NJ Film Fest will show documentary about JFK’s last major speech


John F. Kennedy gave his last speech at Amherst College on Oct. 26, 1963.

“I see little of more importance to the future of our country and our civilization than full recognition of the place of the artist.” — John F. Kennedy, Oct. 26, 1963

It almost seems surrealistic, now, given the current political climate. But we once had a president capable of given thoughtful, philosophical speeches, in which he talked not about himself or his party’s agenda, but strove to inspire people to do what they could to make the country a better place.

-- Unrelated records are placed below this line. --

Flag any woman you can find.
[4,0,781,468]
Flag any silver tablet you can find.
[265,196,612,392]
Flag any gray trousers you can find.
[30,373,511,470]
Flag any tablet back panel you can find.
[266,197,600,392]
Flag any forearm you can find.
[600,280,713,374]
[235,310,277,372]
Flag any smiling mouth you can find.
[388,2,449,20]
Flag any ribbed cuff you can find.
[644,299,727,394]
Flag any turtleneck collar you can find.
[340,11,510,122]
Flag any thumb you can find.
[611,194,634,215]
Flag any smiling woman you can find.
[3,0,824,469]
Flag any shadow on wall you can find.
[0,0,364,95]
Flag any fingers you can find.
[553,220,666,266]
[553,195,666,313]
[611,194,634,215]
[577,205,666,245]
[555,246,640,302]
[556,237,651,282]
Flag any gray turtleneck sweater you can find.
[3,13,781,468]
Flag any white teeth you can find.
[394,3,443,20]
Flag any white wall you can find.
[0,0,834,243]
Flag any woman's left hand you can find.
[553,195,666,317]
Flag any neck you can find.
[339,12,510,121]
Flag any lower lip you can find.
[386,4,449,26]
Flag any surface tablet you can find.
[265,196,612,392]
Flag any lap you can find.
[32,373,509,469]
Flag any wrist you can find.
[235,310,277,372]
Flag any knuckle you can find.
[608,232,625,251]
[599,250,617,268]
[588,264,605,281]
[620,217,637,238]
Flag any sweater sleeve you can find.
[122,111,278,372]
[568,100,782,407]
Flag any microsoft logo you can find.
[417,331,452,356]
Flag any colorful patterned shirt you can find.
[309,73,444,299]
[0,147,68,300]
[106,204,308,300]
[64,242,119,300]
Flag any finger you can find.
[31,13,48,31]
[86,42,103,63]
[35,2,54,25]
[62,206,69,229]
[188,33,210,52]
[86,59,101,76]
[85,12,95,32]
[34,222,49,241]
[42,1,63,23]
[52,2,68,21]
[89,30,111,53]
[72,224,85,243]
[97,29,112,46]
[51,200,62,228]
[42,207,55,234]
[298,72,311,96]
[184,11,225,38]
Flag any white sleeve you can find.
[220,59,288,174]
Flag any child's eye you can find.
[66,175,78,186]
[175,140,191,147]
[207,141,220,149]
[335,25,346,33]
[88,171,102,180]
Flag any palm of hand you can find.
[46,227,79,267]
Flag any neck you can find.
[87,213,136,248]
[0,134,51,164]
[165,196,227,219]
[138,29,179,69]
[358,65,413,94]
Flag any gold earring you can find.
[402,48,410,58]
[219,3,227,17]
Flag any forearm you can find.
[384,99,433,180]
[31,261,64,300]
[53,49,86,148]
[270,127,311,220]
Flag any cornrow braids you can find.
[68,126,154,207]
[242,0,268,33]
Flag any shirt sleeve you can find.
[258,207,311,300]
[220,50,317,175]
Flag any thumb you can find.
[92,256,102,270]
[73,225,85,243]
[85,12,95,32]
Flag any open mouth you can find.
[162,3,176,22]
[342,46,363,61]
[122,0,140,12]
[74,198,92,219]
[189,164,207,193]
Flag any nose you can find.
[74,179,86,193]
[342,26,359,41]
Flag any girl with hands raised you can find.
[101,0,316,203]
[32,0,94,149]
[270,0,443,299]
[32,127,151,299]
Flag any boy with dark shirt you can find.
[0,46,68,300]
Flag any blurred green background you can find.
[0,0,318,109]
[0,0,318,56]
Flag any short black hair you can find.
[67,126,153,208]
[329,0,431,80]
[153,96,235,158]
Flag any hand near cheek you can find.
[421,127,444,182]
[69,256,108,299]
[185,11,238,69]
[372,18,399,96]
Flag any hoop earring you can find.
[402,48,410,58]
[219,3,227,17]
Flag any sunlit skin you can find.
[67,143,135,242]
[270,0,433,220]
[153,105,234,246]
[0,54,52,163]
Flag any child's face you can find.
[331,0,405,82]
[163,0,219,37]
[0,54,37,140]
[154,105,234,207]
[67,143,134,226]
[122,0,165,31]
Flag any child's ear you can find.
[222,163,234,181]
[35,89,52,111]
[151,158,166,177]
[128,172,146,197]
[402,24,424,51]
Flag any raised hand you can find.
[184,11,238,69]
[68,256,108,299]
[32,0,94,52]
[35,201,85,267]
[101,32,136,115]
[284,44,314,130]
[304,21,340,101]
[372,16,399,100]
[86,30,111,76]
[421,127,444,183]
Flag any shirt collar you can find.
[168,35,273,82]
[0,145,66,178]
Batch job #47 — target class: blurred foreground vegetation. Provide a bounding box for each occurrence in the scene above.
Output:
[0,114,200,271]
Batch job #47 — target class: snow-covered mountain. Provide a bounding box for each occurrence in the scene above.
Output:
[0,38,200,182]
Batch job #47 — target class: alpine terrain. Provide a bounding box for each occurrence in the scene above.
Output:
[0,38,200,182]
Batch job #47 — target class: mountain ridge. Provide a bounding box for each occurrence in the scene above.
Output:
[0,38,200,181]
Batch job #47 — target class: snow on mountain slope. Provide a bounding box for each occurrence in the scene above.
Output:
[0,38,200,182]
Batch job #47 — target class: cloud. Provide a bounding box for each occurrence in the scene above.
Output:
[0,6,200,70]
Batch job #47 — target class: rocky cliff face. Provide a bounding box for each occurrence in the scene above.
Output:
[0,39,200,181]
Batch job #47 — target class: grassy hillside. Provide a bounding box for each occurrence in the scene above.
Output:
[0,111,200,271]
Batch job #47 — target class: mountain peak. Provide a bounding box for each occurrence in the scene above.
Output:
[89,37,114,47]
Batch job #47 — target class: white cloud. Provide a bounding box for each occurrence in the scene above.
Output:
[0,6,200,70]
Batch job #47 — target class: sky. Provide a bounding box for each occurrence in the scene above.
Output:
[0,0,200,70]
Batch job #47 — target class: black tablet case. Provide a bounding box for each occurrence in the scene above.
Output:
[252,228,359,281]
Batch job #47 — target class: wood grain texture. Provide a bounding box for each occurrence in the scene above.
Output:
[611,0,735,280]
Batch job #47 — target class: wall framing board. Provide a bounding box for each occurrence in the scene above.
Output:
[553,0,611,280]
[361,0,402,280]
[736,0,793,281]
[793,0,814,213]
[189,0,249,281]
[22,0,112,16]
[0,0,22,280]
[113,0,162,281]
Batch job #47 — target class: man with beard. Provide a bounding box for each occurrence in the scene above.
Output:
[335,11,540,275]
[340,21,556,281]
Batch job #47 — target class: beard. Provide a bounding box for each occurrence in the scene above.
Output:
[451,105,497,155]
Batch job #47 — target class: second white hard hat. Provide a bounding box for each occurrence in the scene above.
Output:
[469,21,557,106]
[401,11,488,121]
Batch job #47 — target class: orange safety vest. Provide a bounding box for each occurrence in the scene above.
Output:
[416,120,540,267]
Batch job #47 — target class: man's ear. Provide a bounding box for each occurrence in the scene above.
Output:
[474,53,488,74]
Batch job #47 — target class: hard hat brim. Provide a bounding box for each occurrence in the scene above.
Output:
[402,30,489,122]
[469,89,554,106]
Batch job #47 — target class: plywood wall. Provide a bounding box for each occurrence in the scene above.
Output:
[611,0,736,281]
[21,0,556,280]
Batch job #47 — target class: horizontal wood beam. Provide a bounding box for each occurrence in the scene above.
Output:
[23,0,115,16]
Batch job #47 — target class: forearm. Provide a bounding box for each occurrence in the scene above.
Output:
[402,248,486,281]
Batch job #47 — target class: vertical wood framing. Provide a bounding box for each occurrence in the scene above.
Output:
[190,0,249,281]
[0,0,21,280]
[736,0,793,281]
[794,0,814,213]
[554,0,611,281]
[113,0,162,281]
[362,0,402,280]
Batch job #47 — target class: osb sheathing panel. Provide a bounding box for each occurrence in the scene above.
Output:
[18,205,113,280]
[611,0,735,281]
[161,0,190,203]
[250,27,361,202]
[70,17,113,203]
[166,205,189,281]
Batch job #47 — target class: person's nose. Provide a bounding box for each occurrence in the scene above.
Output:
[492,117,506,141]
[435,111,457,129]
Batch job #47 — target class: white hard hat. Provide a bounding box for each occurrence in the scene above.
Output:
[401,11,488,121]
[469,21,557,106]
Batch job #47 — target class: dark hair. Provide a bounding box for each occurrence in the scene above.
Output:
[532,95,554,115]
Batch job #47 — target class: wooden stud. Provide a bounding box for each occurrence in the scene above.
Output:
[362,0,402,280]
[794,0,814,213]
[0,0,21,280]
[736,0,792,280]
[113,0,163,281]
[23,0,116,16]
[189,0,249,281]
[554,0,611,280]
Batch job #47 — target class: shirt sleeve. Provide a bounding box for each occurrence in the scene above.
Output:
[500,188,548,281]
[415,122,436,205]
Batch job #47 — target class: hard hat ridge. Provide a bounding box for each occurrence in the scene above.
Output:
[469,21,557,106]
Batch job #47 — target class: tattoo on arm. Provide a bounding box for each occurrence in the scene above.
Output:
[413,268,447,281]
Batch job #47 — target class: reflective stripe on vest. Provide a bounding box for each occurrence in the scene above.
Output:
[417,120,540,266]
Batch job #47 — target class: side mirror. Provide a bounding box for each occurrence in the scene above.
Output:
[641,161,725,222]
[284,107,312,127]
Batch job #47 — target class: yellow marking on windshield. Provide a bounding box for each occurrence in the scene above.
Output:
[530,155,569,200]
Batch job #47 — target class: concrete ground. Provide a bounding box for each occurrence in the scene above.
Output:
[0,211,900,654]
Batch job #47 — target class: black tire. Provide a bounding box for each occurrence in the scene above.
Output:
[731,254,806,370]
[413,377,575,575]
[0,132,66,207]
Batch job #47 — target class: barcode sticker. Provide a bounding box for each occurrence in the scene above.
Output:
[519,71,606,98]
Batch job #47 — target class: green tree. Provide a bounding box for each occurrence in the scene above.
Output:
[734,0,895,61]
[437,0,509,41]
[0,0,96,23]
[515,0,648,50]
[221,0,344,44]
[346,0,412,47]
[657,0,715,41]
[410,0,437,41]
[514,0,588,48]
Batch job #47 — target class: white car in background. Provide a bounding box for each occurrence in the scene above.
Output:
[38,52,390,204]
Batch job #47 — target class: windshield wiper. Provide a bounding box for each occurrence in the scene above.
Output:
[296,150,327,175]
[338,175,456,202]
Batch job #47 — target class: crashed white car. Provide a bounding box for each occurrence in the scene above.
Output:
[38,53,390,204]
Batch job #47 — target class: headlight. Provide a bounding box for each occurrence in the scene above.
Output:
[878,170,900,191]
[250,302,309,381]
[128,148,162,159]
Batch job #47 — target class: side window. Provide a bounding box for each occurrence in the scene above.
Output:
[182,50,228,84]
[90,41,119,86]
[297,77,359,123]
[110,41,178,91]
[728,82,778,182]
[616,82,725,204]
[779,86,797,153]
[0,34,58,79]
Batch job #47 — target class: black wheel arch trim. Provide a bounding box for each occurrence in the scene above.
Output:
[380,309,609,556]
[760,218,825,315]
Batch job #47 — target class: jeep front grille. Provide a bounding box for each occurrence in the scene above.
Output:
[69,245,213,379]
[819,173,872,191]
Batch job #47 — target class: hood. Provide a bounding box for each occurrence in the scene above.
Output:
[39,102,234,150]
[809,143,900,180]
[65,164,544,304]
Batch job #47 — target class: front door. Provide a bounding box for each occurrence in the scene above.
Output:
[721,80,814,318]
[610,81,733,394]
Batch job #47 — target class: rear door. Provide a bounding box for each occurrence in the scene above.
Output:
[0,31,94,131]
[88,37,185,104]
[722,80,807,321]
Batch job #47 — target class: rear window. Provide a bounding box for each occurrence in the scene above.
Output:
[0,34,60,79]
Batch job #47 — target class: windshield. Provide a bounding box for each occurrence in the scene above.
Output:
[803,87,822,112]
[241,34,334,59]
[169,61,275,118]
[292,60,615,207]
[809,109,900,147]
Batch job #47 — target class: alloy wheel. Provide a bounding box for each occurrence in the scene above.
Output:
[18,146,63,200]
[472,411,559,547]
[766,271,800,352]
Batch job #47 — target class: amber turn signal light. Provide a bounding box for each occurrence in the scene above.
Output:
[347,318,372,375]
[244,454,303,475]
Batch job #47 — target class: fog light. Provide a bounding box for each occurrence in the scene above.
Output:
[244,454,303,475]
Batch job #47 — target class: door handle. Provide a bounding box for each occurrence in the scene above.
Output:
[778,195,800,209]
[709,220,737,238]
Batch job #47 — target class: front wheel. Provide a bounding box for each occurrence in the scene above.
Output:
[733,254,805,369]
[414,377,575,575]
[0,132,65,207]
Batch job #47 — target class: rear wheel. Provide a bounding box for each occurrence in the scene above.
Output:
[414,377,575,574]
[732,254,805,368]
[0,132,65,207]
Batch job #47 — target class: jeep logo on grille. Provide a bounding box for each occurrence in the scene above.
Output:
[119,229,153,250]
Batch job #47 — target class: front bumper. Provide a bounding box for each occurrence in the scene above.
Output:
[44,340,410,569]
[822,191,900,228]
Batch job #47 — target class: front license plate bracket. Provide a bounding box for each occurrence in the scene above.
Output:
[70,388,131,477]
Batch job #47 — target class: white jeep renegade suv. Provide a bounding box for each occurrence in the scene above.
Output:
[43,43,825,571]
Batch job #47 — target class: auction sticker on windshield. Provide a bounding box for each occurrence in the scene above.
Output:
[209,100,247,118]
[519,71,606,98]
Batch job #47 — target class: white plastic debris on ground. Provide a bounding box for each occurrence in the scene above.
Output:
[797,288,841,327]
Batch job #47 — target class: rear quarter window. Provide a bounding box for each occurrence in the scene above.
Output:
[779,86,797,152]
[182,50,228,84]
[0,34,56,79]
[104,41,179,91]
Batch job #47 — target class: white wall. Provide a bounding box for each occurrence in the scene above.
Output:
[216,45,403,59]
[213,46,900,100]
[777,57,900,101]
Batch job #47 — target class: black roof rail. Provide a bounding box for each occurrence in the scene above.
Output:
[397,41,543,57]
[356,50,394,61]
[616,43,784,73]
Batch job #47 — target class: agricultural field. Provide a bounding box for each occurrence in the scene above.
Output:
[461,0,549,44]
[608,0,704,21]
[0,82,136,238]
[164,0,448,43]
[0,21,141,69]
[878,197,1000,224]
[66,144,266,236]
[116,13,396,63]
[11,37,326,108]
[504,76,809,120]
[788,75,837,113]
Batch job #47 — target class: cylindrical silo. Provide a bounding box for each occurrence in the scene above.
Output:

Fifty-five years ago this month — on Oct. 26, 1963, President John F. Kennedy gave his last major speech, at Amherst College in Amherst, Mass. An hour-long documentary about it, “JFK: The Last Speech,” will be shown at the New Jersey Film Festival in New Brunswick, Oct. 5.

The reason why the speech is a good topic for a documentary has to do with the speech’s content, not its timing. Kennedy was in Amherst to honor the poet Robert Frost, on the occasion of the groundbreaking for the college’s Robert Frost Library. Frost, who had taught at Amherst, had read his poetry at Kennedy’s inauguration, in January 1961, and had died in January 1963, at the age of 88. And Kennedy spoke, at Amherst, about Frost, and art in general, and the vital role that art plays in a democratic society.

“Our national strength matters, but the spirit which informs and controls our strength matters just as much,” he said.

He also said: “When power leads man towards arrogance, poetry reminds him of his limitations. When power narrows the areas of man’s concern, poetry reminds him of the richness and diversity of his existence. When power corrupts, poetry cleanses. For art establishes the basic human truths which must serve as the touchstone of our judgment.”

You can read the entire speech, if you want, HERE.

Getting back to the documentary … director Bestor Cram uses old film footage and photos, as well as new interviews with those who were there, to show not only what happened on that day, but why it was important. Cram also explores the deep relationship between Kennedy and Frost (and the rift between them that followed Frost’s 1962 trip to the Soviet Union), and tells the story of how Frost’s poetry and Kennedy’s message affected Amherst students of the era. Four Amherst alumni in particular are given a lot of time to talk about their own lives.

In a way, the documentary’s title is a little misleading. It’s not about the speech, so much, as the way that speech has reverberated, since then. Which is more important, anyway.

“JFK: The Last Speech” will be shown at Voorhees Hall #105 at Rutgers University in New Brunswick, Oct. 5 at 7 p.m., after the short films “Let Mercy Come” and “Patiri.” The screening will be followed by a Q&A session with the film’s producer-director, Bestor Cram. Visit njfilmfest.com.